The answer is yes, there is a better way.
First, we have to briefly discuss the MoSCoW principles: MUST HAVE, SHOULD HAVE, COULD HAVE, and WON’T HAVE. This exercise simply asks your stakeholders to prioritize each feature from most valuable to least valuable, even within each vertical feature, for the entire product. Upon the conclusion of this exercise, you may have a very different picture that might look like this:
This is exciting because it gives us a different way to look at the same project and with horizontal releases and not vertical features work. We can call these horizontal travel paths or business value releases. Oftentimes, the first horizontal path brings significant business value, can be released immediately, then each subsequent release brings on additional value, but on a depreciating ROI curve.

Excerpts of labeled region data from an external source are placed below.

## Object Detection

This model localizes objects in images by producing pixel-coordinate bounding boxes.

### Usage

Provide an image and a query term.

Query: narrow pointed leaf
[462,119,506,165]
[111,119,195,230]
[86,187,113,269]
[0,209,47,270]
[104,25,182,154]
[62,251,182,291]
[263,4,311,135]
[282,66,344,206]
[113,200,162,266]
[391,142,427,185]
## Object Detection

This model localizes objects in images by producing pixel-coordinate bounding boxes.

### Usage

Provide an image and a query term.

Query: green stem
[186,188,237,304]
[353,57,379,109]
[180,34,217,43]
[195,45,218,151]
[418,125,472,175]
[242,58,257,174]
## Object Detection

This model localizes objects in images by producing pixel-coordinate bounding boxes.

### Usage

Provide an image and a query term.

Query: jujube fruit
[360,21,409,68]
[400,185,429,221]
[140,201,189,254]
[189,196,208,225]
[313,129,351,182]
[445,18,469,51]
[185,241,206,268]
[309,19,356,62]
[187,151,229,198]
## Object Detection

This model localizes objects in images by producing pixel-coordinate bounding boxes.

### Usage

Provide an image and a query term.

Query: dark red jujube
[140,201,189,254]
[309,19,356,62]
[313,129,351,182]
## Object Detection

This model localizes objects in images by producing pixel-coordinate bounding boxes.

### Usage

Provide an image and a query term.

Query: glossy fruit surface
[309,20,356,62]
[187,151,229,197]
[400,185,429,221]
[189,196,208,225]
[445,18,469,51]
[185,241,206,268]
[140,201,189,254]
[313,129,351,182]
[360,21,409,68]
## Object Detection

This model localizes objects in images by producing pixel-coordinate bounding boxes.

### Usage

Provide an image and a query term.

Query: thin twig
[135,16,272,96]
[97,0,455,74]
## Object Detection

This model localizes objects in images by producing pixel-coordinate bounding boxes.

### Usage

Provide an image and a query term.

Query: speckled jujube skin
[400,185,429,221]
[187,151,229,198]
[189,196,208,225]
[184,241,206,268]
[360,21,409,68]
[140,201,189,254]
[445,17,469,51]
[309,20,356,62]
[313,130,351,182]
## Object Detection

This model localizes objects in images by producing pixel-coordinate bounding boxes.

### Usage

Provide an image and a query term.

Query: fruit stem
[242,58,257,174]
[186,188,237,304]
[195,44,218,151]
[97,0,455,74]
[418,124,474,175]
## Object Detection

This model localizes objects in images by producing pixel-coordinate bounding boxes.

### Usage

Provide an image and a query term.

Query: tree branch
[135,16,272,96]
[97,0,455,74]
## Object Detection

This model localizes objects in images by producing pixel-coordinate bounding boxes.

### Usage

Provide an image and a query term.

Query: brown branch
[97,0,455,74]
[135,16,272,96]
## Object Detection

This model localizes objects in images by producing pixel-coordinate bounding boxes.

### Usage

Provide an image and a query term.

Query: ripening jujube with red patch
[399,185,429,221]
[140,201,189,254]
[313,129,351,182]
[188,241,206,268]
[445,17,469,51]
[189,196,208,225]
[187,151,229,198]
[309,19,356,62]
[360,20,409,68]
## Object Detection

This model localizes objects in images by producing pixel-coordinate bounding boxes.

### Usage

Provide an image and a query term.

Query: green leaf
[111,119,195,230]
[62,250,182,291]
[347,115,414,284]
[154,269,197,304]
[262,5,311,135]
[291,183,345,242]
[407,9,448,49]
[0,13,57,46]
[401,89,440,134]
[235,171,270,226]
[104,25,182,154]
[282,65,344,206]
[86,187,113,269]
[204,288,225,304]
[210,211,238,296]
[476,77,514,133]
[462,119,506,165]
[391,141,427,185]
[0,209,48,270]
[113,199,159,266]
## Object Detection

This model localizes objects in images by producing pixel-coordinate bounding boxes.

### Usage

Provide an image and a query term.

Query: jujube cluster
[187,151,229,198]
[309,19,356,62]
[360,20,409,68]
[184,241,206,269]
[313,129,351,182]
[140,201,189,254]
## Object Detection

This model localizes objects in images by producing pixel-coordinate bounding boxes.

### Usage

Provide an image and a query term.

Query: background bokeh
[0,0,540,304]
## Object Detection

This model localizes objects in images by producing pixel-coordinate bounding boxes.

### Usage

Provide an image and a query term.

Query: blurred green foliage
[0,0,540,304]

This is important for two reasons. First, business value is realized sooner and resulting dollars or customer experience is positively impacted earlier, giving the project a much better chance of achieving any ROI expectations. Second, consider time or budget constraints that cause your project to be stopped early and you’re unable to complete all requested items; which curve would you rather be in the middle of executing?
We have seen projects that were not approached this way and ultimately resulted in catastrophic disappointments with no business value delivered at all.
You should strive to deliver the highest value possible to the business as fast as possible with acceptable levels of quality and you shouldn’t be afraid to step back and slice work differently.